Like I said, it seems you probably adjusted the system mixer to change the relative volume of MuseScore versus whatever browser you are using to view the score on musescore.com. You'll need to find your system mixer and adjust that to get musescore.com playback the way you want it on your system For everyone else, though, it will be normal already, since your system mixer doesn't affect anyone else's systems.

Again, you absolutely do not want to disable normalization. Not unless you want people giving up in frustration every time they try to listen to one of your pieces because it's louder or softer than everything else on their system. Normalization exists for a reason, so when listening to the radio for instance you aren't constantly having to adjust the volume for every song to have it the way you like it. The whole point is oso that people listening to your music here it at the volume level they have set.

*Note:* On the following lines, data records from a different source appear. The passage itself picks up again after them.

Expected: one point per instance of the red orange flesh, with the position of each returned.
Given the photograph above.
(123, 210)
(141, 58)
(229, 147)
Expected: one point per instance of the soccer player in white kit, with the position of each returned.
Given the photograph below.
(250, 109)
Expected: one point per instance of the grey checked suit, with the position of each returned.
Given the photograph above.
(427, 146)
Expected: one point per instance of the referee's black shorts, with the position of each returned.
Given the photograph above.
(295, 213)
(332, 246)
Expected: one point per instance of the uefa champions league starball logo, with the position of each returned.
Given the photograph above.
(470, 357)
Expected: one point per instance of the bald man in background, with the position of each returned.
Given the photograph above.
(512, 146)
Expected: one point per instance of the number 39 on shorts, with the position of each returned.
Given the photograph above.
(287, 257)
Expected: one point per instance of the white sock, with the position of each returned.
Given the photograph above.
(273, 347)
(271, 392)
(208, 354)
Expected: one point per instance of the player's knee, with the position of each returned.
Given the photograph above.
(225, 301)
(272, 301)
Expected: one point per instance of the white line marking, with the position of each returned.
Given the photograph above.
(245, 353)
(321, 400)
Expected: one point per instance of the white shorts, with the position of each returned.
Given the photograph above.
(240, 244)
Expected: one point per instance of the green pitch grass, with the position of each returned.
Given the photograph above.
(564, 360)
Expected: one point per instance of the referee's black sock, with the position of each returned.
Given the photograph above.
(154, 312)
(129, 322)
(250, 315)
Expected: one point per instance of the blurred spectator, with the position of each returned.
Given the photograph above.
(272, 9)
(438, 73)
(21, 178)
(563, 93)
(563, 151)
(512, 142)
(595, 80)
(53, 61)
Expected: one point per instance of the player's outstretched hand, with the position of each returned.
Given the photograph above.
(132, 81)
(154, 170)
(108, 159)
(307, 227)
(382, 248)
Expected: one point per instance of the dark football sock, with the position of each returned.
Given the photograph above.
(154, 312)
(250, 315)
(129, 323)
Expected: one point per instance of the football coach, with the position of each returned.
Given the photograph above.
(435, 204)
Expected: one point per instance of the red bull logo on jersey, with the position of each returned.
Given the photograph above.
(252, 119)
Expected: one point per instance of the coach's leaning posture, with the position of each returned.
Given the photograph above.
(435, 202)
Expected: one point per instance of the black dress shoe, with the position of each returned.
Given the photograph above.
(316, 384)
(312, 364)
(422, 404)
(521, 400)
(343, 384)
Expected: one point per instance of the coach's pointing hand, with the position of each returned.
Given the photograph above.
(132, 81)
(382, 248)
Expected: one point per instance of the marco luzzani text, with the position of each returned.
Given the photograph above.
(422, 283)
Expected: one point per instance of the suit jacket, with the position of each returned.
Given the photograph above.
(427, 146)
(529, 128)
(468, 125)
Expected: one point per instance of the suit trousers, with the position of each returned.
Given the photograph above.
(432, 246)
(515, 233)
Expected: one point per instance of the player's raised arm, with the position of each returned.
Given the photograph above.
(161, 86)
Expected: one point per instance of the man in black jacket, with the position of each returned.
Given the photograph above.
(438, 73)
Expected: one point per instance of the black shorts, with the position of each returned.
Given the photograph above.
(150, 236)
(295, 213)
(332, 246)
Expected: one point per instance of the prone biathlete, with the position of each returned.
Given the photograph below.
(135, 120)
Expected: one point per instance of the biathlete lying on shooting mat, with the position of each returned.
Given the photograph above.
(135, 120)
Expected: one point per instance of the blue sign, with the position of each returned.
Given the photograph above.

Please read up on the history of normalization if you continue to have questions about why it is standard audio procedure and has been for decades. If you don't intimately understand how audio works, you absolutely should not be violating the normal international standards for this.

In reply to by fsgregs

Perhaps this picture will further clarify what Marc is telling you.

Volume.jpg

It shows the advanced Sound settings of Windows where you can set the volume of individual apps. I assume that other operating systems have similar settings. If you are playing your score with different apps that have different volume settings you will hear different volumes.